“Make it work” is one of fashion designer Tim Gunn’s iconic phrases from “Project Runway.”
And now he’s calling on New York City council members to make the Big Apple, one of the fashion capitals of the world, work without the fur industry.
Gunn showed up Wednesday for an anti-fur rally and to testify at a public hearing in support of the historic NYC fur sales ban bill at City Hall with Friends of Animals and other animal advocacy organizations that joined together to form the Fur Free NYC coalition. The bill was introduced by Speaker Corey Johnson in late March.
“I want to thank everyone who turned out to support a fur free New York. For me this just reaffirms how incredible the population of the city is and our moral and ethical fiber. This is about believing in the right thing,” Gunn said.
At the rally, which attracted more than 300 people, NYC Council Member Fernando Cabrera dispelled some of the myths that the furriers have been spreading for weeks as a distraction because they know they cannot win the animal cruelty argument. Violence towards animals is at the core of the fur industry.
“It does not stop anyone who owns animal fur from wearing it. It does not stop people from buying used and vintage fur. No one is going to confiscate the fur you already own,” Cabrera said.
He did not hold back when expressing his disgust with an industry that raises animals on fur farms and traps wild animals for the sole purpose of skinning them so people can look a certain way.
“We don’t need this,” he said. “The trapping of animals for fashion purposes is cruel and inhumane.

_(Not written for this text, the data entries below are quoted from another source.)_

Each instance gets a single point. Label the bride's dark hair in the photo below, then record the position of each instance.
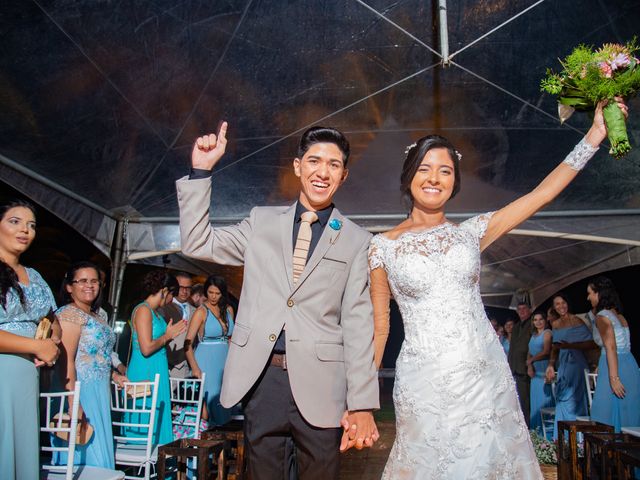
(8, 276)
(415, 154)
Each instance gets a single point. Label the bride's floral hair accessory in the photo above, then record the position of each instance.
(414, 144)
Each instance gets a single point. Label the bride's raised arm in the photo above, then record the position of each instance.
(509, 217)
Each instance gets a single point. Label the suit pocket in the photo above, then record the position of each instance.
(330, 352)
(240, 334)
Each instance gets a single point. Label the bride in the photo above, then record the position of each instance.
(457, 414)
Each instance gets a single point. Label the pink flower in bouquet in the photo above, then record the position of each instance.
(621, 60)
(606, 69)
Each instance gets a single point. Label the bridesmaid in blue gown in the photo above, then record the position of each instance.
(537, 362)
(24, 299)
(148, 354)
(570, 337)
(214, 330)
(617, 395)
(88, 342)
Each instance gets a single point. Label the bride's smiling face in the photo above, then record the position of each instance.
(432, 185)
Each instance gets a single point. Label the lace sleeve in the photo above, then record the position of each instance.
(478, 224)
(72, 315)
(376, 259)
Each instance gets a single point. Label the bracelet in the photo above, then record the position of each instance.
(580, 155)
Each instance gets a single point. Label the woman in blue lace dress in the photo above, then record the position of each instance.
(88, 342)
(570, 337)
(24, 299)
(537, 361)
(617, 396)
(214, 330)
(148, 354)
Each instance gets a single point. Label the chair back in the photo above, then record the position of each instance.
(56, 421)
(591, 379)
(139, 399)
(187, 392)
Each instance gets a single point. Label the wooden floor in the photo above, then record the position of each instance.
(368, 463)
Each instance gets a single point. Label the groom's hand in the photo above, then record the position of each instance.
(209, 149)
(359, 430)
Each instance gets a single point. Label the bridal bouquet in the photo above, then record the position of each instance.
(544, 449)
(589, 76)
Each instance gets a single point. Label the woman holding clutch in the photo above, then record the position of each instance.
(24, 299)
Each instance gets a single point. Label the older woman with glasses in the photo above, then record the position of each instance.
(88, 342)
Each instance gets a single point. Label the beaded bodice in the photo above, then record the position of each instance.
(93, 356)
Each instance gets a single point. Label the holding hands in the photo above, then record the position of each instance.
(175, 329)
(209, 149)
(359, 430)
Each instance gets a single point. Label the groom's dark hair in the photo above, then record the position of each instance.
(324, 135)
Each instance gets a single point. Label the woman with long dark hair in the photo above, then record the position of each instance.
(457, 411)
(87, 341)
(615, 401)
(571, 337)
(213, 323)
(24, 299)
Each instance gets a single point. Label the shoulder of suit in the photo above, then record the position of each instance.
(263, 210)
(356, 230)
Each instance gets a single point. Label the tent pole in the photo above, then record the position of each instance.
(444, 32)
(119, 264)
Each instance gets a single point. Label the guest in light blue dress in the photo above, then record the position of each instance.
(505, 340)
(570, 337)
(214, 330)
(537, 362)
(24, 299)
(616, 400)
(88, 341)
(148, 354)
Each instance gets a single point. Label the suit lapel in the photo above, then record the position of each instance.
(328, 238)
(286, 235)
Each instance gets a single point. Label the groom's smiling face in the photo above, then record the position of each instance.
(321, 171)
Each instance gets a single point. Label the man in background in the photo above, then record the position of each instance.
(518, 349)
(179, 309)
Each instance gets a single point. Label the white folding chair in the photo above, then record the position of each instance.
(139, 399)
(55, 421)
(187, 392)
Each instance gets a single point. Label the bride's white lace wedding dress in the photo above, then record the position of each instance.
(457, 413)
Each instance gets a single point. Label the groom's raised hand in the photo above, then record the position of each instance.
(209, 149)
(359, 430)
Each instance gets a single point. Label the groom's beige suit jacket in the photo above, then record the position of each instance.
(328, 313)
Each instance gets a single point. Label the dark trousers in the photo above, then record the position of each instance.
(523, 387)
(272, 419)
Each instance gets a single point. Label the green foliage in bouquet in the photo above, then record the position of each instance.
(546, 451)
(590, 76)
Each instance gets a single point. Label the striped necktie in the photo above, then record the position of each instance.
(301, 251)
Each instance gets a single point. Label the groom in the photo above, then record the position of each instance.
(301, 354)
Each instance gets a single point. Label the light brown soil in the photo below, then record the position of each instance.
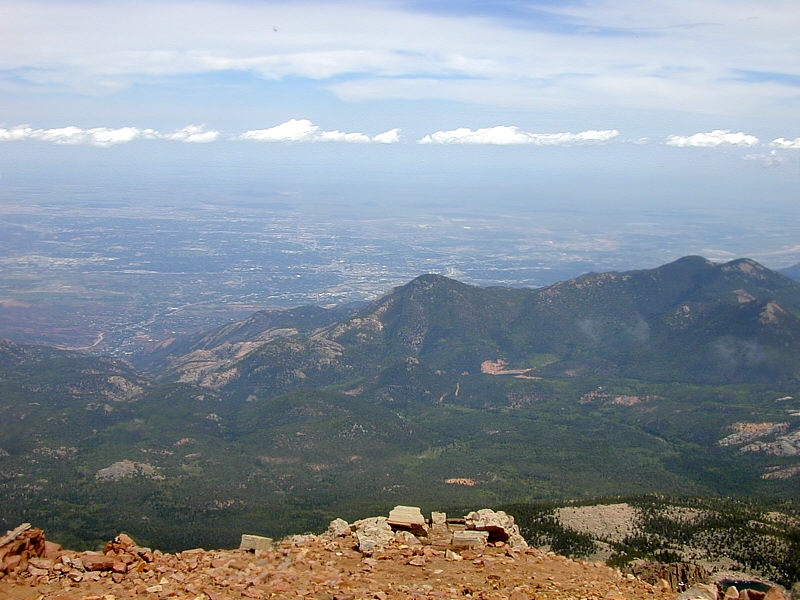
(327, 569)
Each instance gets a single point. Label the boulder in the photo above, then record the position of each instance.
(498, 524)
(338, 528)
(255, 543)
(470, 539)
(680, 575)
(407, 538)
(700, 591)
(438, 518)
(373, 533)
(410, 518)
(95, 561)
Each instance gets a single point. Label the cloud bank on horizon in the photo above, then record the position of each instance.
(304, 131)
(729, 63)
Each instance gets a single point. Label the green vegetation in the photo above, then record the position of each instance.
(311, 414)
(755, 535)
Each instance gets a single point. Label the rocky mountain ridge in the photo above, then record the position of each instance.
(736, 321)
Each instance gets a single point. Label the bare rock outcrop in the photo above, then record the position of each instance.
(373, 533)
(680, 576)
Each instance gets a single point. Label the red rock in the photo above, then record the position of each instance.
(94, 561)
(52, 550)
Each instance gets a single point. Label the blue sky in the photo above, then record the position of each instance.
(592, 101)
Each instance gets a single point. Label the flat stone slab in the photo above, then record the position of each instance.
(408, 517)
(470, 539)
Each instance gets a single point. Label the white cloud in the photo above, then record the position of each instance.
(718, 137)
(193, 134)
(387, 137)
(706, 57)
(503, 135)
(103, 136)
(770, 160)
(786, 144)
(303, 130)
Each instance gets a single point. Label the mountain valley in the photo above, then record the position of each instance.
(680, 380)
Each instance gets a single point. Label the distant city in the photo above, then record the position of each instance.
(117, 276)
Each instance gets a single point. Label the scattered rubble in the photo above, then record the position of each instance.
(376, 559)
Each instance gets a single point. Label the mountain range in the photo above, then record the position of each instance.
(683, 379)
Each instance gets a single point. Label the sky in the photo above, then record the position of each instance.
(590, 103)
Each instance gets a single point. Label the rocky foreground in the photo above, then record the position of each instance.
(402, 556)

It involves millions of rabbits, foxes, minks and other wild animals who are kept lifelong in cages on fur factory farms. These animals die horribly—being gassed, electrocuted or injured in traps where they linger without food or water while they slowly die in excruciating pain. Traps also capture unintended animals, people’s cats, dogs and even endangered species.
“Synthetic fur is a realistic substitute made possible by new technology to provide the same look and feel of fur without the cruelty, suffering and death. New York is the city with a heart, a compassionate city…let’s end cruelty to animals and support Intro 1476.”
During the hearing FoA president Priscilla Feral underscored the sadistic nature of body-crushing traps.
“Not only do they close on animals’ limbs, the real damage to the animal, the real suffering occurs, during their struggle to escape,” she said. “When they are thrashing around in the steel jaws, they rip tendons, they fracture bones, they sometimes chew off their own feet to escape. The conibear traps smashes down on water animals like beavers before they drown in that trap, their pelvises are crushed.
“The fur industry is in a free fall. This is the time you think about moral arguments rather than weighing everything according to economics…To the fur industry, these are throwaway animals whose lives should mean more. It’s important for our humanity to support 1476.”